Fresh installation, restore and full server freeze over night

thj

Member
Jan 15, 2022
19
1
8
44
Yesterday I replaced the system NVME drive with new one. From USB I have installed latest ISO of Proxmox 9. Restore went without any problems. All my LXC and Home Assistant VM were restored and up and running. At around 2:30 at night the server completly froze. I had to push power button to power off and start it again this morning.

It is same server as before (T.Book MN48H - AMD Ryzen 7 4800H), just with fresh installation of OS and new NVME. Before I had no problems with it. Uptime was for sure over one year (last power loss).

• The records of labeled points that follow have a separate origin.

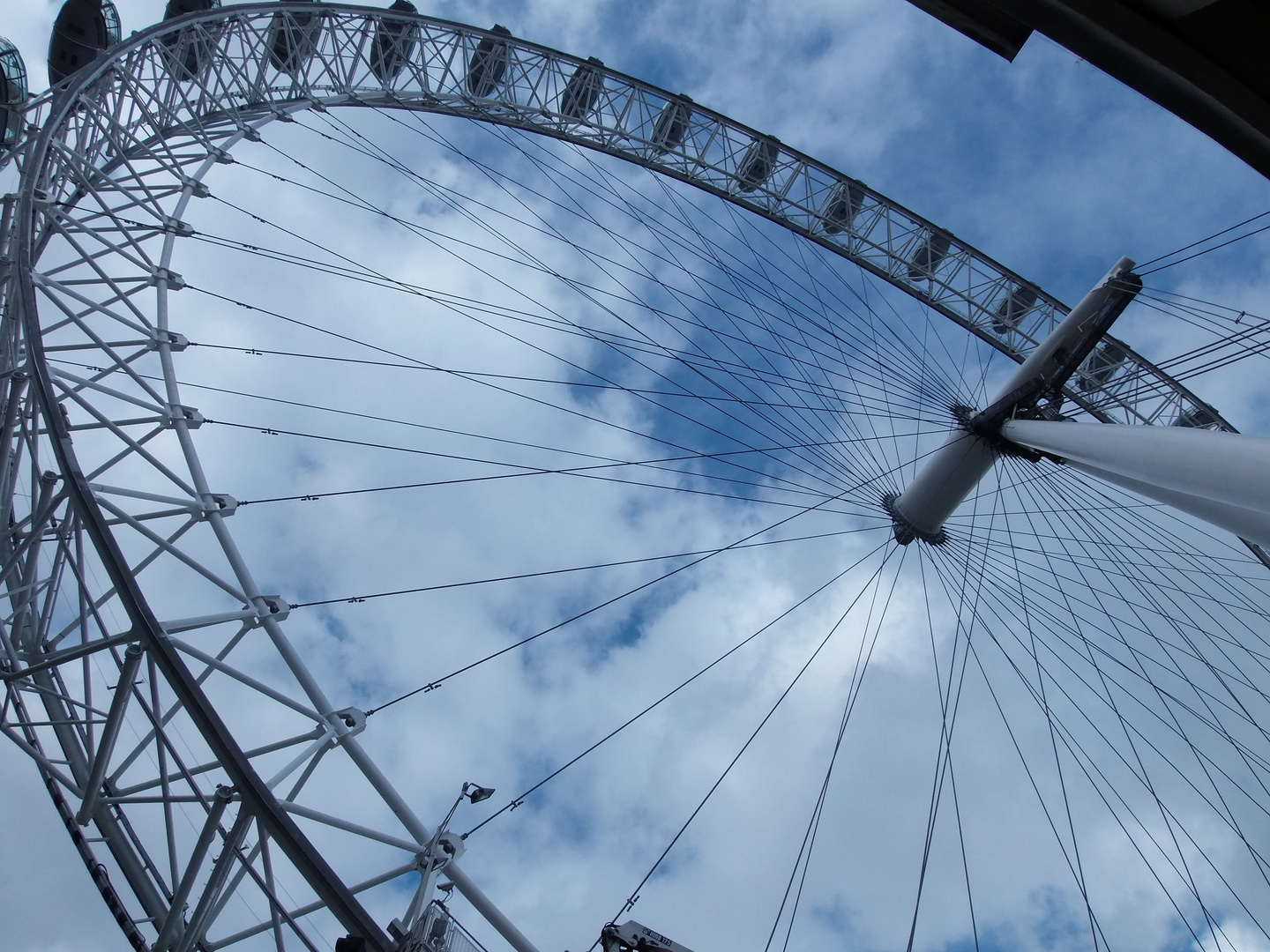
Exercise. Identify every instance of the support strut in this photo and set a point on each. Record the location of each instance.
(955, 469)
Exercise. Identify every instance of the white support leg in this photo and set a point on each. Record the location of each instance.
(1220, 478)
(954, 470)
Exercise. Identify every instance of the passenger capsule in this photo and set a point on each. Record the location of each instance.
(294, 40)
(488, 63)
(757, 164)
(932, 250)
(1198, 417)
(394, 43)
(843, 206)
(1012, 309)
(81, 31)
(187, 49)
(1104, 362)
(672, 123)
(583, 89)
(13, 94)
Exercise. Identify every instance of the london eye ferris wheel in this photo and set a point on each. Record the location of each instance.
(460, 494)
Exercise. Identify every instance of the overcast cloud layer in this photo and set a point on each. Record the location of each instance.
(1044, 164)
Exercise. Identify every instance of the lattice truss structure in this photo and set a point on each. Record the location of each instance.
(126, 700)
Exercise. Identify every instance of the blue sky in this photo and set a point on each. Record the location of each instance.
(1044, 164)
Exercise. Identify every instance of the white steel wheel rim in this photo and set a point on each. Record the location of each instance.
(207, 496)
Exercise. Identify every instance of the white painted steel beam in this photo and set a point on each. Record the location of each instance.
(950, 475)
(1220, 478)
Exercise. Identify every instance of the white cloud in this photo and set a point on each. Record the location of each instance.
(1001, 155)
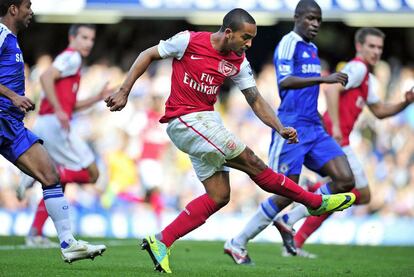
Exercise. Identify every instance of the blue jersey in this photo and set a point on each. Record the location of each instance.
(11, 70)
(296, 57)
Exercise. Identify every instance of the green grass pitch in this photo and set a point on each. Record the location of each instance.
(195, 258)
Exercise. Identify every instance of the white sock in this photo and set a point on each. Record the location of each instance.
(294, 215)
(58, 210)
(260, 220)
(300, 211)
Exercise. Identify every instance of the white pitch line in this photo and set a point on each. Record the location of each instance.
(112, 243)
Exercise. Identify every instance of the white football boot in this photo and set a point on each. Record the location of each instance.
(80, 250)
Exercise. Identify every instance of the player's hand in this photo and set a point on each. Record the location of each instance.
(337, 134)
(116, 101)
(337, 77)
(63, 119)
(106, 91)
(23, 103)
(290, 134)
(409, 96)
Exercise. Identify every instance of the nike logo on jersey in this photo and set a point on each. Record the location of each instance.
(195, 57)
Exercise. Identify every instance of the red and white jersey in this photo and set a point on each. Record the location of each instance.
(198, 72)
(360, 90)
(69, 64)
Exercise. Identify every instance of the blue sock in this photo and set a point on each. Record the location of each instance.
(269, 208)
(58, 210)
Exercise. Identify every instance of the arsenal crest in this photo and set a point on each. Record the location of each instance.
(226, 68)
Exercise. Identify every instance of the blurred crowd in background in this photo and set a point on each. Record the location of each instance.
(141, 168)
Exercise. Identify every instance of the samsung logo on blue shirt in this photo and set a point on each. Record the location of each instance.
(311, 68)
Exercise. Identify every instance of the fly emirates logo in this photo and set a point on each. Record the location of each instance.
(206, 86)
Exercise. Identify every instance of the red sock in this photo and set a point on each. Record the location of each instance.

I can not find anything in logs. Same in Grafana (I send proxmox stats to InfuxDB and have a Grafana panel to display graphs).

What else can I do to find the reason of freeze and to prevent it further?
 
Hi
journalctl command can help you in command line
It will show you the log file.
Code:
journalctl -b -1  -p warning  -e
Thanks to Udob8 for this tips (in one of my post).
You can understand the flags for journalctl on the web (lot of explanation)
 
Yet another crash today :(. I am open for any suggestions what I can do to fix this problem. Any kernel grub commands that might solve this problem? On HDMI output all I can see is green image across the screen.
 
I am currenly on:

Code:
Linux proxmox 6.14.11-4-pve #1 SMP PREEMPT_DYNAMIC PMX 6.14.11-4 (2025-10-10T08:04Z) x86_64 GNU/Linux

Which version do you suggest?

I have added this to grub and rebooted server:

Code:
GRUB_CMDLINE_LINUX_DEFAULT="quiet processor.max_cstate=1"

Will see if it will help.
 
Another crash today. But now there is not green screen in HDMI. Instead I can see this message. What else can I try?

1762176570259.png
 
For future me reading this after a year or two. I have added:

Code:
GRUB_CMDLINE_LINUX_DEFAULT="quiet amdgpu.runpm=0 amdgpu.aspm=0 processor.max_cstate=1 idle=nomwait"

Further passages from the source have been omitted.